Work to update outdated plant occurrence data can require significant effort and research, but they are key to informing conservation efforts and staving off species extinction, the Botanic Garden said. A recent report by NatureServe found that 34 percent of plants in the United States are now at risk of extinction, with plants in California among the most at risk.

Rare plant survey at VSFB | Credit: Matt Guilliams

“By bringing attention to them, gathering new data, and fostering conservation attention and action, these species have a fighting chance of survival,” added Sims. 

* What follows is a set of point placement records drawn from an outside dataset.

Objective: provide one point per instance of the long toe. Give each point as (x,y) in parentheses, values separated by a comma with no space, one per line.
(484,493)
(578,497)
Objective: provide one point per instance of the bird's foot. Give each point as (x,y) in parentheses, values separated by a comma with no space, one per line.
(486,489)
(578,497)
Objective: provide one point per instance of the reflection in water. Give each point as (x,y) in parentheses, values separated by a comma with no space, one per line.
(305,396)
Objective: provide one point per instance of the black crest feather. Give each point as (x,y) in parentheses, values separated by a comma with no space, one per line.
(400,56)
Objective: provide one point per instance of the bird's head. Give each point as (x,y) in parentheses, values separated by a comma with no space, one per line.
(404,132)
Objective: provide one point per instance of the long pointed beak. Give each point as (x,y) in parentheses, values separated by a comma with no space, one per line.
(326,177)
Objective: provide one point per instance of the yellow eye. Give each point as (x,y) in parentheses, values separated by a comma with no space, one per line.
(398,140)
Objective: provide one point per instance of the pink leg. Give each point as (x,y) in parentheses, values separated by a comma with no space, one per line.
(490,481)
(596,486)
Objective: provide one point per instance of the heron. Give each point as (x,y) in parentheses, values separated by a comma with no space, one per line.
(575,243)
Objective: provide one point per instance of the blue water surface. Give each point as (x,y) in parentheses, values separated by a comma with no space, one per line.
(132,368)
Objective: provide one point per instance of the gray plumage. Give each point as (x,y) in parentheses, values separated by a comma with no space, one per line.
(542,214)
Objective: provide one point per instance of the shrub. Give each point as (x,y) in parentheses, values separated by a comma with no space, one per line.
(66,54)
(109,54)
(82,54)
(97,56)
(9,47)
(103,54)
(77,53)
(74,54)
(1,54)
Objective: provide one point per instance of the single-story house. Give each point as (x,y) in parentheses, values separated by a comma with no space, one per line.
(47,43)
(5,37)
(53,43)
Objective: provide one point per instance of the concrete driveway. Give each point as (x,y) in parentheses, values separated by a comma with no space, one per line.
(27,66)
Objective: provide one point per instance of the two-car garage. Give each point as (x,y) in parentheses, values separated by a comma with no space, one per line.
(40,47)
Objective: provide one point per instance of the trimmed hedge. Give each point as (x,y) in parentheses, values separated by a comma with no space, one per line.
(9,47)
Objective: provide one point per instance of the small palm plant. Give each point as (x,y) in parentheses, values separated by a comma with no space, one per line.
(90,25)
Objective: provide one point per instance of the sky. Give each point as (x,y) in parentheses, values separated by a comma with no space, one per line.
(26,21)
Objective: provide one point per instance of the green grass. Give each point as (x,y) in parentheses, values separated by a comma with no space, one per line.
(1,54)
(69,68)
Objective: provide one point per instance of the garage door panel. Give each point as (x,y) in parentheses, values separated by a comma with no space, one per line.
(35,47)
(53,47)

New specimens of the groundstar were collected by Guilliams and colleagues, and will be deposited at four regional herbaria: Santa Barbara Botanic Garden, Hoover Herbarium at California Polytechnic State University in San Luis Obispo, California Botanic Garden Herbarium, and the herbarium at VSFB. 

The team is also updating population data as it turns toward conservation and seed banking of the species.

The full team of collaborators included CNPS Rare Plant Program Manager Kristen Nelson, Santa Barbara Botanic Garden Ken and Shirley Tucker Systematist and Clifton Smith Herbarium Curator Dr. Matt Guilliams, Santa Barbara Botanic Garden Rare Plant Techs Sean Carson and Kevin Mason, and Center for Environmental Management of Military Lands Lead Botanist Dr. Sarah DeGroot.